邻苯二酚酶(儿茶酚1,2 -氧化还原酶(环化),EC 1.13.11.1),一种来自假单胞菌C - 1的含铁离子双加氧酶,催化儿茶酚的间位裂解并插入2个分子氧原子形成顺,顺-粘康酸。该酶还催化各种儿茶酚衍生物的氧化,包括4 -甲基儿茶酚、4 -氯儿茶酚、4 -甲酰基儿茶酚(原儿茶醛)、4,5 -二氯儿茶酚、3,5 -二氯儿茶酚、3 -甲基儿茶酚、3 -甲氧基儿茶酚和3 -羟基儿茶酚(连苯三酚)。所有这些底物产生的产物在260nm左右有最大吸收峰,这是顺,顺-粘康酸衍生物的特征。然而,当以3 -甲基儿茶酚为底物时,形成的产物在390nm和260nm处有两个最大吸收峰。发现这两个最大吸收峰分别归因于两种不同的产物,2 -羟基-6 -氧代-2,4 -庚二烯酸和5 -羧基-2 -甲基-2,4 -戊二烯酸(2 -甲基粘康酸)。前者是通过携带羟基的碳原子与携带甲基的碳原子之间的邻位裂解产生的;后者是通过两个羟基之间的间位裂解产生的。由于这些产物不稳定,它们分别转化并鉴定为6 -甲基吡啶-2 -羧酸和2 -甲基粘康酸二甲酯。
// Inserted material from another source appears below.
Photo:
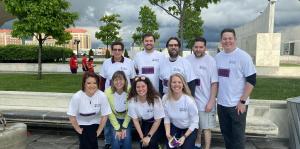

同样,3 -甲氧基儿茶酚产生两种产物,即2 -羟基-5 -甲氧基羰基-2,4 -戊二烯酸和5 -羧基-2 -甲氧基-2,4 -戊二烯酸(2 -甲氧基粘康酸)。以3 -甲基儿茶酚为底物时,假单胞菌邻苯二酚酶在纯化过程中间位和邻位裂解活性的比例几乎恒定,约为17。通过圆盘凝胶电泳检测,该酶的最终制剂是均一的,并且以与纯化过程相同的比例同时催化这两种反应。所有将该酶分解为具有不同活性的两个组分的尝试,包括用尿素或加热使酶失活、用巯基封闭试剂或螯合剂处理以及用各种抑制剂抑制该酶,都证明是不成功的。这些结果强烈表明假单胞菌邻苯二酚酶是一种单一酶,它同时催化某些3 -取代儿茶酚的间位和邻位裂解。